Not a side of Trumper you get to hear every day.
Career, personal life, legacy
Ferguson settled down in Bath, where Braund had received his camera in 1905. In 1937 he married Mary Meade, a Somerset woman, at St Jude’s Church in the Sydney suburb of Randwick. The bride was given away by Noble, who had married Ferguson’s sister Ellie in 1914.
He was not usually flustered, but the 1939-40 timeless Test of Durban tested even his patience. “The MCC scorer didn’t know where to get another book,” commented journalist William Pollock after the day’s play. So long was the Test that Ferguson’s scorebook had reached its last five pages!
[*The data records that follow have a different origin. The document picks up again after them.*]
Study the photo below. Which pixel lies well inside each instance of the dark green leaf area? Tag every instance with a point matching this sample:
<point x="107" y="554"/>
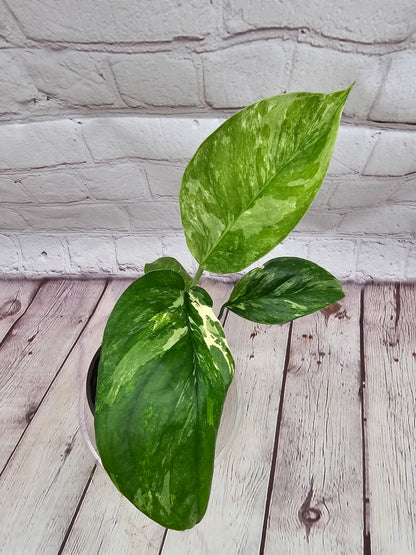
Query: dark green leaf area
<point x="168" y="263"/>
<point x="252" y="180"/>
<point x="164" y="373"/>
<point x="282" y="290"/>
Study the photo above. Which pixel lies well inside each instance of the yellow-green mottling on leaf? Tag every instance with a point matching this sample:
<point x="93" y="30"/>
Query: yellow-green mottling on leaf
<point x="164" y="372"/>
<point x="282" y="290"/>
<point x="252" y="180"/>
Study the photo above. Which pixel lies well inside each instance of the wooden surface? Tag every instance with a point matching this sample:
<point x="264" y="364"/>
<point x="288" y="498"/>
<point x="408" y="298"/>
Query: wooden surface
<point x="316" y="452"/>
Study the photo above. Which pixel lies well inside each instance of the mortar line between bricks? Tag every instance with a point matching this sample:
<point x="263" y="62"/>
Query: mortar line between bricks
<point x="198" y="113"/>
<point x="209" y="43"/>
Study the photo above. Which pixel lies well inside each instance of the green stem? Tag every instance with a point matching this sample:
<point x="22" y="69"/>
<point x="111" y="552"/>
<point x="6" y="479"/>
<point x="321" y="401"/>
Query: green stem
<point x="197" y="276"/>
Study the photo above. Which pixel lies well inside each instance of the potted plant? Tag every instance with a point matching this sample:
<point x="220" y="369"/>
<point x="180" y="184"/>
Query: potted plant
<point x="165" y="366"/>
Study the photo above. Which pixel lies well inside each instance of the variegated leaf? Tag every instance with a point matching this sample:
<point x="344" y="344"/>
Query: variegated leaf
<point x="282" y="290"/>
<point x="164" y="372"/>
<point x="252" y="180"/>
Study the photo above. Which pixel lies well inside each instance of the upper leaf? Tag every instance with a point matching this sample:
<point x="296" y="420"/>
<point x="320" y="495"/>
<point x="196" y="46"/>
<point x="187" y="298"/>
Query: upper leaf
<point x="253" y="179"/>
<point x="164" y="372"/>
<point x="168" y="263"/>
<point x="282" y="290"/>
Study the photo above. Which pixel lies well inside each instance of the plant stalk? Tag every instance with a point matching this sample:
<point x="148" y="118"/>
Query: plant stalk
<point x="197" y="276"/>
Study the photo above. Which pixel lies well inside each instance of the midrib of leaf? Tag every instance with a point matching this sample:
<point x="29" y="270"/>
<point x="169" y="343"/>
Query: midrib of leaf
<point x="197" y="395"/>
<point x="251" y="203"/>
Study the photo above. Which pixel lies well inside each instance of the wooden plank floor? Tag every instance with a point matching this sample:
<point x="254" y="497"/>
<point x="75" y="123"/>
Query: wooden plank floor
<point x="316" y="452"/>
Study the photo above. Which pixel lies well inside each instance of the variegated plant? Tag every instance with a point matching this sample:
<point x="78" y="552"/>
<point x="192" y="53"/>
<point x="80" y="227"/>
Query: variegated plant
<point x="165" y="366"/>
In 1951 he was awarded the British Empire Medal for services to cricket. By then he had remarried. Decades later, Charles Davis, the iconic cricket statistician of the 21st century, used Ferguson’s scorebooks to form his databases.
Davis also pointed out how ahead Ferguson was of his times in the sense that he often maintained balls faced by batsmen when everyone else recorded minutes batted: “Ferguson realised quite early the value of the statistic and that it was fairly easy, if time-consuming, to calculate,” wrote Davis.
He was supposed to keep scores in the 1957 Test series between England and West Indies. He even started the tour before getting injured and opting out of the rest of the summer. He passed away that September, at 72.
His autobiography had come out a few months earlier. The foreword was written by Robert Menzies, the Australian Prime Minister.
“He is an MCC institution and has watched more big cricket, I suppose than any man living,” said Wally Hammond of Ferguson. He was not exaggerating.